Barack Obama is presiding over the beginning of a process that will inexorably result in the privatization of our school system. That doesn’t mean of course that all of our schools will be owned by big corporations; rather it means that within the next five to ten years, our largest school systems will be enmeshed with the private sector, and the regulatory framework that encourages same will be defended vociferously by a new and fierce network of rent seekers. Within a generation, “public schools” will be public only in the sense that they will rely on primarily on government money–similar in that way to the defense industry.

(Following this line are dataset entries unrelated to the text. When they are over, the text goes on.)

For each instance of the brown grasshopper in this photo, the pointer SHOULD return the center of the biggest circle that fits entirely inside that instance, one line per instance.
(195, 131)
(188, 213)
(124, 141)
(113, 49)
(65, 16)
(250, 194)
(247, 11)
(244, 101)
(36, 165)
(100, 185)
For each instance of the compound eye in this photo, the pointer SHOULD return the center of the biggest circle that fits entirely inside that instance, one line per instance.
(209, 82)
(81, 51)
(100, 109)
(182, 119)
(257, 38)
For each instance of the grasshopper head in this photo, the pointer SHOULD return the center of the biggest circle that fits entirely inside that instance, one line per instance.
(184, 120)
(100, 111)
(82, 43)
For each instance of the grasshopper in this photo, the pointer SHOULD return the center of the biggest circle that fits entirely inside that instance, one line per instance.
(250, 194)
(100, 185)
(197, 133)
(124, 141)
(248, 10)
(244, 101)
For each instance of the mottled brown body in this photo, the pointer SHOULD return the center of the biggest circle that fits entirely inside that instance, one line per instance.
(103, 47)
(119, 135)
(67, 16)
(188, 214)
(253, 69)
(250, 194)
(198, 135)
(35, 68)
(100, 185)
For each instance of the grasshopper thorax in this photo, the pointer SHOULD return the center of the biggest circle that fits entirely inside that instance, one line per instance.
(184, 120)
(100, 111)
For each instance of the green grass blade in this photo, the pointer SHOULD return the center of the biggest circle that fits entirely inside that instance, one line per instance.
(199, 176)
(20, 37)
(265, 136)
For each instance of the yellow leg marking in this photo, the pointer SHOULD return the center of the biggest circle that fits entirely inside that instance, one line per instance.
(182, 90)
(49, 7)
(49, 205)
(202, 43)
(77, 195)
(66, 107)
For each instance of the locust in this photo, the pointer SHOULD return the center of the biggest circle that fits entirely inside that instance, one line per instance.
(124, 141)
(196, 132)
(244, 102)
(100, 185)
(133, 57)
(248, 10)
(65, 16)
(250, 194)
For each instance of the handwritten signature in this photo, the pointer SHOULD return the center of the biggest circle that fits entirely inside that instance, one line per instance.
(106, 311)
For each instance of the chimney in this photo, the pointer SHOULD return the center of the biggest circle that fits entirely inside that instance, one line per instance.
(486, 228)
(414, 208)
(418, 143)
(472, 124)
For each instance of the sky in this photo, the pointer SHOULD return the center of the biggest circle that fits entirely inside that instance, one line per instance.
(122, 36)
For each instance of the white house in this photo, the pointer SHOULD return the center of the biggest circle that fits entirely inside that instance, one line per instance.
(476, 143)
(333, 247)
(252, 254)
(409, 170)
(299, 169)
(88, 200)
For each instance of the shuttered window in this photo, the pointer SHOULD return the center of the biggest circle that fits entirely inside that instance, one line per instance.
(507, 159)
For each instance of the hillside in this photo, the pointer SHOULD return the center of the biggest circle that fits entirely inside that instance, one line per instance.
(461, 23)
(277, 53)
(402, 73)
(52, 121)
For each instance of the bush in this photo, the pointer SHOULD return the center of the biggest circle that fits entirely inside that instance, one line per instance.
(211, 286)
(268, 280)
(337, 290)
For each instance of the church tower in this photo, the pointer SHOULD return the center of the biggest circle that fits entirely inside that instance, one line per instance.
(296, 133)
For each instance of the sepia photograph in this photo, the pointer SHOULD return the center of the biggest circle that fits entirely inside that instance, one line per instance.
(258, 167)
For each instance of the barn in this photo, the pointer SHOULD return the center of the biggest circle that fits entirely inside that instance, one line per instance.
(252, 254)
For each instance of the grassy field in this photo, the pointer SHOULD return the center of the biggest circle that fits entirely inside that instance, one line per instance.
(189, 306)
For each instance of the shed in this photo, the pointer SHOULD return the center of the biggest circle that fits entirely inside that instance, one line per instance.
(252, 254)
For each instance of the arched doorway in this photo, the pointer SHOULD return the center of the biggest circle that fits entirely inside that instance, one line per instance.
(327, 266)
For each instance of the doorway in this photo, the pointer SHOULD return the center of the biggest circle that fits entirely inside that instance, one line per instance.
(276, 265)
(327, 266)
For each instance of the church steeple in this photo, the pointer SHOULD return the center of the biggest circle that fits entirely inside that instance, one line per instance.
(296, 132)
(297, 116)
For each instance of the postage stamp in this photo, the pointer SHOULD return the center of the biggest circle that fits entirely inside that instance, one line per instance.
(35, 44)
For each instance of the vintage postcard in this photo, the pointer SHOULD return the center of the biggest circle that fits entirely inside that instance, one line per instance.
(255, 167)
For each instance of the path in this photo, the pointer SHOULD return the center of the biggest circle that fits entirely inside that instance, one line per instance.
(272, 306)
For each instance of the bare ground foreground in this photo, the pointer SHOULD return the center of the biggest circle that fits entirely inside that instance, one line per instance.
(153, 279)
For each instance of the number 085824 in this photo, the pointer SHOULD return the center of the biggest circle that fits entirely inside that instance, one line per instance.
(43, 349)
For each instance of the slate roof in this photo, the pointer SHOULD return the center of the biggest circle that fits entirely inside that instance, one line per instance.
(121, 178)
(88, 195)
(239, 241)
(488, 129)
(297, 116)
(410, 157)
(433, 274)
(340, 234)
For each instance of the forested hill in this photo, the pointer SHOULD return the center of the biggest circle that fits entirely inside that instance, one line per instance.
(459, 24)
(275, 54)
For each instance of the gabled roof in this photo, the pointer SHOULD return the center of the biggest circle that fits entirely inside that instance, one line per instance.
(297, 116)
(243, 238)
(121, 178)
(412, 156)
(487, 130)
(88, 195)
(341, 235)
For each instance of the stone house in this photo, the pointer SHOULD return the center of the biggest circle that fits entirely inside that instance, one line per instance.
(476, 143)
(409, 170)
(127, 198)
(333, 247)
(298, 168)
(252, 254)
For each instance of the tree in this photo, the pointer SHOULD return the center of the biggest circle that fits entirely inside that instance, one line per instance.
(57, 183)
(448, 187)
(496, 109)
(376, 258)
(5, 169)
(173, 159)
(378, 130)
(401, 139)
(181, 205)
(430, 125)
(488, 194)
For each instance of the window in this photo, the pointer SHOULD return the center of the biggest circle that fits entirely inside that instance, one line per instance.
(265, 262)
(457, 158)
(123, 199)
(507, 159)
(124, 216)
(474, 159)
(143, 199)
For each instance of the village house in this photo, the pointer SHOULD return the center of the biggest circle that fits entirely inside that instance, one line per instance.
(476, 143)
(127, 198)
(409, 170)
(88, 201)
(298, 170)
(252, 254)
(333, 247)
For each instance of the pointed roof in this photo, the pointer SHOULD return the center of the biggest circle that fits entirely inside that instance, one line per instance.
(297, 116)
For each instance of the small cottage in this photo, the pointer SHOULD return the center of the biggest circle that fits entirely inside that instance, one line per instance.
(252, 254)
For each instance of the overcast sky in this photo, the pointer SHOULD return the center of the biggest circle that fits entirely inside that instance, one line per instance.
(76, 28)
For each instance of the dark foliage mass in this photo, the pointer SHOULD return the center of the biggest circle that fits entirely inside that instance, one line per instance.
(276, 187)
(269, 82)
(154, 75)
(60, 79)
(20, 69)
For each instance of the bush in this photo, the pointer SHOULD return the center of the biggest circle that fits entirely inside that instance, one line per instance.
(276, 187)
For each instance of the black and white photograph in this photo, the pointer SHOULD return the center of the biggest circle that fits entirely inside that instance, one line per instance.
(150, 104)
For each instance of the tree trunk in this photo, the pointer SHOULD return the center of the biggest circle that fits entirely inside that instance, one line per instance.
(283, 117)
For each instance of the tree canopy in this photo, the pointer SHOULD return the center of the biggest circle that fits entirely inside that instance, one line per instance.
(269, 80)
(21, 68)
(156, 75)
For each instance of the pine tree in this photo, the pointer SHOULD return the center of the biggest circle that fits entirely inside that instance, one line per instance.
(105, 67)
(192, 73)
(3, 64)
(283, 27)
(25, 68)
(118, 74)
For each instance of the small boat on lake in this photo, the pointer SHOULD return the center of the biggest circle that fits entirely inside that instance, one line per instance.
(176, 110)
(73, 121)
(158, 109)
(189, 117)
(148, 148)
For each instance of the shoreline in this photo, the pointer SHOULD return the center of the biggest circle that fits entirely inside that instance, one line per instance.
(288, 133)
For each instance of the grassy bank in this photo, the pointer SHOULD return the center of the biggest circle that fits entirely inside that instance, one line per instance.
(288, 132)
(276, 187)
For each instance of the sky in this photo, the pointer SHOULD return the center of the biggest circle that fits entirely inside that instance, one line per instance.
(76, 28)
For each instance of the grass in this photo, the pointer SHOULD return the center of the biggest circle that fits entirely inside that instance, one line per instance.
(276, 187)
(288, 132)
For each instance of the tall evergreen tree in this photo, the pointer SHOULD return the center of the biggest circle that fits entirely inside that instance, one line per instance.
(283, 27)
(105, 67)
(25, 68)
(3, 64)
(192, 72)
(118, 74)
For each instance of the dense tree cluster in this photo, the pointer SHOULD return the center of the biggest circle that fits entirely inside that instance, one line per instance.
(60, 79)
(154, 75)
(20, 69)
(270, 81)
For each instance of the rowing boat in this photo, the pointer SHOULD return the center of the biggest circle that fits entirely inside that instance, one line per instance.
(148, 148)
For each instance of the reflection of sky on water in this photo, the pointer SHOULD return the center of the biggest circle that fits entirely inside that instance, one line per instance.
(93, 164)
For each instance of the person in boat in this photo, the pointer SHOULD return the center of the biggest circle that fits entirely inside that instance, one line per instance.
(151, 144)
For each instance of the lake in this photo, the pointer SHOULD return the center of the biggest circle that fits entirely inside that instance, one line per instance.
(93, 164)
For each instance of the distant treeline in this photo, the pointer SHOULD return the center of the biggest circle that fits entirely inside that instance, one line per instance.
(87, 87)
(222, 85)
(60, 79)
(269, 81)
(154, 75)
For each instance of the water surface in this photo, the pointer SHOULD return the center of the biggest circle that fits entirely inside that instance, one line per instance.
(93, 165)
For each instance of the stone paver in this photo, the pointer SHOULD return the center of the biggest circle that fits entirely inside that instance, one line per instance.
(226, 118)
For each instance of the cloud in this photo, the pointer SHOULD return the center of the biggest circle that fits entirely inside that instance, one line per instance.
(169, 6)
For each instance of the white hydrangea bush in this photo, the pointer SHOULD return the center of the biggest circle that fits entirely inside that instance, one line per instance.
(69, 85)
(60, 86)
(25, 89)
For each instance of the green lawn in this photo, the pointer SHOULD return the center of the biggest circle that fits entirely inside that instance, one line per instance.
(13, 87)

This is bad. Despite the neoliberal fascination with en-marketing everything to appease the Market Unicorn, competition and market forces will not “fix” education (which, coincidentally, is only broken in those places where poverty is high). It will however do these things:

(1) Inherent Decline in Quality. In order to provide the market signals necessary for competition to operate, it will reduce education to quantifiable superficialities (i.e., “high stakes testing”), undermining critical thinking and creativity, particularly in poorer communities.

(a) Commodification of Curricula It will thus give rise to a huge, and by necessity centralized, curricula development industry with a business model that incorporate rent-seeking by necessity.

(b) Institutionalizing Clout and Corruption as Market Advantage.It will encourage lobbying and market-exclusion behavior from the politically well-connected who can use political influence to design standards that benefit existing school-systems.